Owner Liability: A New Incentive to Act?


Ken_Moy Kenneth Moy
Kenneth Moy has served as Legal Counsel to the Association of Bay Area Governments (ABAG) since 1982 and to its affiliate entities, including the ABAG PLAN Corporation, ABAG Finance Authority for Nonprofit Corporations, the San Francisco Estuary Partnership, the San Francisco Bay Trail Project, and the San Francisco Bay Restoration Authority since their inception. He has structured and assisted in the implementation of a broad range of intergovernmental projects and programs including the first multi-governmental office condominium, a municipal liability and property insurance pool, the pooled purchase of natural gas and electricity, and regional infrastructure planning and implementation.He coauthored with Jeanne Perkins a report on private sector liability for earthquake hazards and losses (1984) and an update on public sector liability for earthquake hazards and losses (1988).Kenneth received an A.B. (cum laude in English) from Princeton University in 1975 and J.D. from the University of California (Boalt Hall) in 1979. He was admitted to practice in the State of California and the Federal District Court for the Northern District of California, November 1979.


Can building owners be held liable for their buildings in an earthquake? Does finding out more about a building’s potential liability increase an owner’s liability? Are there practical ways to promote safety and reduce liability?

A recent appellate court decision upheld a trial court award of$1.9 million in damages against a property owner for bodily injury caused by their URM building during an earthquake in Paso Robles, CA. The decision found that the ordinance requiring retrofit of URM buildings did not shield the owners from liability because the goal of the ordinance was to improve public safety. The jury concluded that the building owner was negligent in failing to perform a seismic retrofit that could have prevented these deaths.

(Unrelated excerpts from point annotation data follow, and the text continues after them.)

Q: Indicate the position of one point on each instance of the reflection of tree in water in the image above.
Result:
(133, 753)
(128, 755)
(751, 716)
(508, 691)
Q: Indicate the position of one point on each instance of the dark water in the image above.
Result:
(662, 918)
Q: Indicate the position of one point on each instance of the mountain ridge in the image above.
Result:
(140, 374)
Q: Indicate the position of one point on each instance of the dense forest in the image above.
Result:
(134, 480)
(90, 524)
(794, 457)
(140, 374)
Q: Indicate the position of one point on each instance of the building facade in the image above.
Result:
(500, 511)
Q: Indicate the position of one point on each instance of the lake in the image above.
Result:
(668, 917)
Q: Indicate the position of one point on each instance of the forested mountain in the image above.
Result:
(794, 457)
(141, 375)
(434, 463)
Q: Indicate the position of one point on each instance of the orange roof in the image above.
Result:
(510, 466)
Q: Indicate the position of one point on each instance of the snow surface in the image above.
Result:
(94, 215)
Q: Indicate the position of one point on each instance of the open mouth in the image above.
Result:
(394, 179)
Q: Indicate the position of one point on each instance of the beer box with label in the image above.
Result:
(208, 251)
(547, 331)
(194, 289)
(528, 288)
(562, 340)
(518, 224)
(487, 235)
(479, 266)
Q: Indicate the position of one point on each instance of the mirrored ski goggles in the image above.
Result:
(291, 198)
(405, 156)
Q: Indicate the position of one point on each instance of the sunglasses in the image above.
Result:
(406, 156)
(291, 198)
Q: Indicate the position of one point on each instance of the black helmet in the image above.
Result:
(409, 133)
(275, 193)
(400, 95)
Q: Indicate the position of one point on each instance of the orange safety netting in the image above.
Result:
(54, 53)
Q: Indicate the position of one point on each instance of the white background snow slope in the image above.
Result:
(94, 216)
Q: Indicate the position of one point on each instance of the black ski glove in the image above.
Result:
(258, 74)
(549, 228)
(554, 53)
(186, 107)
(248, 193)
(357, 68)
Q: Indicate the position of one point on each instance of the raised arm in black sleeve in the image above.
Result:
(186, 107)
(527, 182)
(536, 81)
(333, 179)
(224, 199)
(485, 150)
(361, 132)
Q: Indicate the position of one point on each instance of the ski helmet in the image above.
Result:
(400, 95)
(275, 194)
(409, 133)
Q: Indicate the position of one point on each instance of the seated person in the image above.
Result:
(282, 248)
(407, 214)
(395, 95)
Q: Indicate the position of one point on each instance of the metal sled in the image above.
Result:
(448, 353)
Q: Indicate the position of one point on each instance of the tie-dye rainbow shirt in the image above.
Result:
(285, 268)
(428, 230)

There may be similarities between this case and other vulnerable structures, such as soft-story buildings, schools, and government facilities. Soft-story notification programs such as those taking place in the Bay Area are part of a broader societal trend recognizing the seismic hazards of soft‐story buildings that will make it harder for owners to avoid liability in future court cases. Owners will need to integrate this risk exposure into their enterprise goals.